Acta Sociologica
- Discipline: Sociology
- Language: English
- Edited by: Jonas Toubøl, Mikael Carleheden

Publication details
- History: 1955–present
- Publisher: SAGE Publications
- Frequency: Quarterly
- Impact factor: 1.7 (2022)

Standard abbreviations
- ISO 4: Acta Sociol.

Indexing
- ISSN: 0001-6993 (print) 1502-3869 (web)
- LCCN: 58038086
- JSTOR: 00016993
- OCLC no.: 477218949

Links
- Journal homepage; Online access; Online archive;

= Acta Sociologica =

Acta Sociologica is a quarterly peer-reviewed academic journal covering all areas of sociology. It is an official journal of the Nordic Sociological Association and was established in 1955. It publishes papers on original research, book reviews, and review essays and focuses on research comparing Nordic countries with one another or with other countries.
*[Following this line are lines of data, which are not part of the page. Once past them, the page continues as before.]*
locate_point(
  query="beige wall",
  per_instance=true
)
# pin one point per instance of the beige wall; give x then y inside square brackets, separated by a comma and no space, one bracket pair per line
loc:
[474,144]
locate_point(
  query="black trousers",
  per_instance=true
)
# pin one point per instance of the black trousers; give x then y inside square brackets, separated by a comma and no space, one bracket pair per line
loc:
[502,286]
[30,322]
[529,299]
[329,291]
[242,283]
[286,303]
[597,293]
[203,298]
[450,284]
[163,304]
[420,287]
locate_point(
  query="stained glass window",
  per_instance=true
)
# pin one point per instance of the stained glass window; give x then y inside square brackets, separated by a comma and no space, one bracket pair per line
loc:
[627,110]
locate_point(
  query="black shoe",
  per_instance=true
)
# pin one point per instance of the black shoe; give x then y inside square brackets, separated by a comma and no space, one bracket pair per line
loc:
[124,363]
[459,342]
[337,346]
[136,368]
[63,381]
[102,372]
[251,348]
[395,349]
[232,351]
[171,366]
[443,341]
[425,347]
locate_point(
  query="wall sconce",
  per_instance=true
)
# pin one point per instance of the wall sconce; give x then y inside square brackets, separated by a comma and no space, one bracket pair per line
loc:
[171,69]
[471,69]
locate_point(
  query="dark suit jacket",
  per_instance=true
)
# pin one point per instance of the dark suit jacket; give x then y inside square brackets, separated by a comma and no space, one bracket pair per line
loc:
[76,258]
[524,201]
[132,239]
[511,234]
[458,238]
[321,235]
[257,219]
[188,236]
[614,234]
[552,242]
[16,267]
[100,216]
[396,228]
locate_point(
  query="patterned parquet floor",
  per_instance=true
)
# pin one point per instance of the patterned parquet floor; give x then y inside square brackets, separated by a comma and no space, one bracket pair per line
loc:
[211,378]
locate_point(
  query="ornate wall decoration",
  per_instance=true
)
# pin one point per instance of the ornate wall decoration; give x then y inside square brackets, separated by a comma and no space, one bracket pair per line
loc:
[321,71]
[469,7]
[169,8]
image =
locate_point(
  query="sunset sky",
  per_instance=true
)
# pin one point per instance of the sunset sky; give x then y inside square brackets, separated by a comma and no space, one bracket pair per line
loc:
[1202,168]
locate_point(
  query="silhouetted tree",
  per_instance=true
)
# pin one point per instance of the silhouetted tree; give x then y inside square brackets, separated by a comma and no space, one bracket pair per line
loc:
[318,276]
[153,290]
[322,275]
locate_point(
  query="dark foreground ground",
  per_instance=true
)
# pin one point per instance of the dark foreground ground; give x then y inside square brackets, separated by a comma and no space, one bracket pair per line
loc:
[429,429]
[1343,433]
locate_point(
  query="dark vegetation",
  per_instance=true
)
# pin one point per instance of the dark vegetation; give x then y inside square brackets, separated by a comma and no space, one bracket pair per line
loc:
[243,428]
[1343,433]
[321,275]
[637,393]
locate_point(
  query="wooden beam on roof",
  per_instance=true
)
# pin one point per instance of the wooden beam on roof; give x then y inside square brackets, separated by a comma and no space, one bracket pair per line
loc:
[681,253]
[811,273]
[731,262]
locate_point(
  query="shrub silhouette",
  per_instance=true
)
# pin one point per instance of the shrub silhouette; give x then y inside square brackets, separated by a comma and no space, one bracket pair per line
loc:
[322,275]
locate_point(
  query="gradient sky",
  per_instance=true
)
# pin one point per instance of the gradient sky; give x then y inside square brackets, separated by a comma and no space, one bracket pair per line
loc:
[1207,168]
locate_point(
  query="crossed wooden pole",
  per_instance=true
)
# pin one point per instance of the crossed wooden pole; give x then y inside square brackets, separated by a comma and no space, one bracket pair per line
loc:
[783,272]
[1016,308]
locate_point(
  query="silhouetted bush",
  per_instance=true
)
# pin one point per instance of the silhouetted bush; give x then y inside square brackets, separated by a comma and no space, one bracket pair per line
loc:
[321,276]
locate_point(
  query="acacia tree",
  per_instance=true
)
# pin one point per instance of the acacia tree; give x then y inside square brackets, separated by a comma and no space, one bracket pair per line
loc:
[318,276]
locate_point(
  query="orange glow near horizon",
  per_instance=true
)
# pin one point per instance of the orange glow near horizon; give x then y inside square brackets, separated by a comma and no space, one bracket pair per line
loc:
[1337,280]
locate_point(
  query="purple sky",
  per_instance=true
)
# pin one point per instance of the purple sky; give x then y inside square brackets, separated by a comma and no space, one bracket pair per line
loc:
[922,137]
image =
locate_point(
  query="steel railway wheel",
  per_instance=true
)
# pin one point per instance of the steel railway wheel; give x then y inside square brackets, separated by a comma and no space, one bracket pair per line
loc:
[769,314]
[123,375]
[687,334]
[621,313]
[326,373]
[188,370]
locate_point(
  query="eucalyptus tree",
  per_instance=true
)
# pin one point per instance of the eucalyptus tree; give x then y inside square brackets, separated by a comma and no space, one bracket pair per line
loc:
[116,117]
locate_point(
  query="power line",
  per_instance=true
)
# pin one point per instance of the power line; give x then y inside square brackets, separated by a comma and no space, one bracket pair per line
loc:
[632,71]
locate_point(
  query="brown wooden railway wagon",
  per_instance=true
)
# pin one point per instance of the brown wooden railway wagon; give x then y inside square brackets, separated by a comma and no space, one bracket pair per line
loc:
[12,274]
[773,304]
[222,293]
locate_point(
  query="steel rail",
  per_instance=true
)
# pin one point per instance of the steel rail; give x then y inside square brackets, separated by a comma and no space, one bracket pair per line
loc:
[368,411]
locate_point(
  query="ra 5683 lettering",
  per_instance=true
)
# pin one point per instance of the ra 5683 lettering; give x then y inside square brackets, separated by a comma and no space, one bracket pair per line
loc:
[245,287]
Nordic universities such as the University of Oslo, University of Copenhagen and University of Stockholm are among regular contributors to the journal.

== Abstracting and indexing ==
The journal is abstracted and indexed in Scopus, the Social Sciences Citation Index, and Cambridge Scientific Abstracts. According to the Journal Citation Reports, its 2022 impact factor is 1.7.